]> granicus.if.org Git - postgresql/commitdiff
Further fix pg_trgm's extraction of trigrams from regular expressions.
authorTom Lane <tgl@sss.pgh.pa.us>
Fri, 14 Apr 2017 18:52:03 +0000 (14:52 -0400)
committerTom Lane <tgl@sss.pgh.pa.us>
Fri, 14 Apr 2017 18:52:21 +0000 (14:52 -0400)
Commit 9e43e8714 turns out to have been insufficient: not only is it
necessary to track tentative parent links while considering a set of
arc removals, but it's necessary to track tentative flag additions
as well.  This is because we always merge arc target states into
arc source states; therefore, when considering a merge of the final
state with some other, it is the other state that will acquire a new
TSTATE_FIN bit.  If there's another arc for the same color trigram
that would cause merging of that state with the initial state, we
failed to recognize the problem.  The test cases for the prior commit
evidently only exercised situations where a tentative merge with the
initial state occurs before one with the final state.  If it goes the
other way around, we'll happily merge the initial and final states,
either producing a broken final graph that would never match anything,
or triggering the Assert added by the prior commit.

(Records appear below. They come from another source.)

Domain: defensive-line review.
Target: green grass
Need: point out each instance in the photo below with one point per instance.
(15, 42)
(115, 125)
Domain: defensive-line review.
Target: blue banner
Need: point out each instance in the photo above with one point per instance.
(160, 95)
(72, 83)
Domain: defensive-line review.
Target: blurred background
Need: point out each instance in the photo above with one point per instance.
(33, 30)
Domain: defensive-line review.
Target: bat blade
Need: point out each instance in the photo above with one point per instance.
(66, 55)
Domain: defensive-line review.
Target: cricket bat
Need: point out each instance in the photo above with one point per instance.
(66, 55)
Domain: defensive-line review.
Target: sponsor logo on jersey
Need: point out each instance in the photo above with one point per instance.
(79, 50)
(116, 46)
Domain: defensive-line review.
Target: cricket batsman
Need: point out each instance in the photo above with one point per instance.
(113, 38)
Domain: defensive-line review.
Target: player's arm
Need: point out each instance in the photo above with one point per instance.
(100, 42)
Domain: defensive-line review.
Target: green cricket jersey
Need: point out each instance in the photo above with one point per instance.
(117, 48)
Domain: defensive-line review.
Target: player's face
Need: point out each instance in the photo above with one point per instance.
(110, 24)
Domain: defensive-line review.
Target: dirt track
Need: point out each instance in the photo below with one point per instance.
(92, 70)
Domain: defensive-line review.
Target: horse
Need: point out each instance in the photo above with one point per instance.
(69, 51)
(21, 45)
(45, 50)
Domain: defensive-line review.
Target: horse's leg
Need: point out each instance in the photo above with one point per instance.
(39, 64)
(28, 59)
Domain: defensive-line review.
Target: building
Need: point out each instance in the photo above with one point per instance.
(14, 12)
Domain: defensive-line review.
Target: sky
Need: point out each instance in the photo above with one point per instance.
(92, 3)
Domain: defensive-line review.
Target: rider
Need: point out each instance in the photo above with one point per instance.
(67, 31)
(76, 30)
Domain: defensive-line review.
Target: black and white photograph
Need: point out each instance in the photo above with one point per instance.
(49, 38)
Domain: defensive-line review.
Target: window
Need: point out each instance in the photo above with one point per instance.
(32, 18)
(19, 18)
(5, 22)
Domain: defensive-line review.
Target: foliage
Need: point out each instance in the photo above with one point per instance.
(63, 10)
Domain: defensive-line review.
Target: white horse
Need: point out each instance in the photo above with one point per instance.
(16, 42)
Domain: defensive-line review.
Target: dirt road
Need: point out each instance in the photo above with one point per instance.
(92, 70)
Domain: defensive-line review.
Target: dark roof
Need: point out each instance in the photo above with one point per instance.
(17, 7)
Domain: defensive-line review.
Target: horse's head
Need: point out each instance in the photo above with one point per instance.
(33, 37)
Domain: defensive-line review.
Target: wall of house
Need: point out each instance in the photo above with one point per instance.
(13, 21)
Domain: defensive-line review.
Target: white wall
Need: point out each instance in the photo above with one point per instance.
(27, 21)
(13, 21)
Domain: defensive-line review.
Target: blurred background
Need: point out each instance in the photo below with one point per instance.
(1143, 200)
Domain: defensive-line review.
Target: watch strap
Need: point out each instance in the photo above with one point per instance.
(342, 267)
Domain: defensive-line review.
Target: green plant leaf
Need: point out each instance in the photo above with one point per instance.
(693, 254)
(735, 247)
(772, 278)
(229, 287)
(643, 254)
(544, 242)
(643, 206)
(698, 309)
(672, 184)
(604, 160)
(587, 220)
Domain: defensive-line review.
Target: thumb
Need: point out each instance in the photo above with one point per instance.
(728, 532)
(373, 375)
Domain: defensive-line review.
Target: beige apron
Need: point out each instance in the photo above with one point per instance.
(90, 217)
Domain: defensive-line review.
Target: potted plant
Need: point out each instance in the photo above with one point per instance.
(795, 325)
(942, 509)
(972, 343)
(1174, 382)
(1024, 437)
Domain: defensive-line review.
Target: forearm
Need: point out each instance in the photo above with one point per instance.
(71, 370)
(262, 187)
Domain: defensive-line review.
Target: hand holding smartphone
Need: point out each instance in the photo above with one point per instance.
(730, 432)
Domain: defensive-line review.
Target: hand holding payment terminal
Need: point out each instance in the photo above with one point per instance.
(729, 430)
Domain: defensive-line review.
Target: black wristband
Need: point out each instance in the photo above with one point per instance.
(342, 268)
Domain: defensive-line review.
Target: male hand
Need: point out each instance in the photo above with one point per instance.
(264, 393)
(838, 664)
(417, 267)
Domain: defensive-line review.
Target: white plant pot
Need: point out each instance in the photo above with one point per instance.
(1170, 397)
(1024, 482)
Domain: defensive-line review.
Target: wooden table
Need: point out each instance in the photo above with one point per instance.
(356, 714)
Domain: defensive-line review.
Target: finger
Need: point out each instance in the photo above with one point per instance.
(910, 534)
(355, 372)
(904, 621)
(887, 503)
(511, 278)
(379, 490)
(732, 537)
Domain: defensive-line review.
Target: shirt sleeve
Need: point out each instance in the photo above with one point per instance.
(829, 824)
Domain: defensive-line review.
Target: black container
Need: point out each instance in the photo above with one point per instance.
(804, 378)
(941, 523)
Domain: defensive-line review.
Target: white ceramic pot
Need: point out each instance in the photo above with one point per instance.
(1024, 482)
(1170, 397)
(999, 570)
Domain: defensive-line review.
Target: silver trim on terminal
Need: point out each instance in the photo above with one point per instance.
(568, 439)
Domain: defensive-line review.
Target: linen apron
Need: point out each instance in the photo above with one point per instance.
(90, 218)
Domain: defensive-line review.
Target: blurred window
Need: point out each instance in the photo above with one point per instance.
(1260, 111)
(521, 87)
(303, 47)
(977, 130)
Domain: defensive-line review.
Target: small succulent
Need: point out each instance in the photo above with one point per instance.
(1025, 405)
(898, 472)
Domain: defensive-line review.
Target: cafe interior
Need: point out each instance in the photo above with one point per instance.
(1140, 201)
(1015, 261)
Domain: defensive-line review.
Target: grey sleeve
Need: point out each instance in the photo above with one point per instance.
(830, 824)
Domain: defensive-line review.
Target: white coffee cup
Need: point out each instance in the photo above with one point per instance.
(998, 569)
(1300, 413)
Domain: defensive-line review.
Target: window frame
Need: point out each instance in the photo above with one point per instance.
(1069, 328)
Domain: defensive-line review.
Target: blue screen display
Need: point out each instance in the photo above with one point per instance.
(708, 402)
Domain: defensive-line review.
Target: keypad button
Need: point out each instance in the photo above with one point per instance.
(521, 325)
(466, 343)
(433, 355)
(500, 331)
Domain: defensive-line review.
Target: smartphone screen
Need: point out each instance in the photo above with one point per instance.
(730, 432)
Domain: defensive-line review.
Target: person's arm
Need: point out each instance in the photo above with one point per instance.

It's tempting to consider switching the merge direction when the merge
involves the final state, but I lack the time to analyze that idea in
detail.  Instead just keep track of the flag changes that would result
from proposed merges, in the same way that the prior commit tracked
proposed parent links.

Along the way, add some more debugging support, because I'm not entirely
confident that this is the last bug here.  And tweak matters so that
the transformed.dot file uses small integers rather than pointer values
to identify states; that makes it more readable if you're just eyeballing
it rather than fooling with Graphviz.  And rename a couple of identically
named struct fields to reduce confusion.

Per report from Corey Csuhta.  Add a test case based on his example.
(Note: this case does not trigger the bug under 9.3, apparently because
its different measurement of costs causes it to stop merging states before
it hits the failure.  I spent some time trying to find a variant that would
fail in 9.3, without success; but I'm sure such cases exist.)

Like the previous patch, back-patch to 9.3 where this code was added.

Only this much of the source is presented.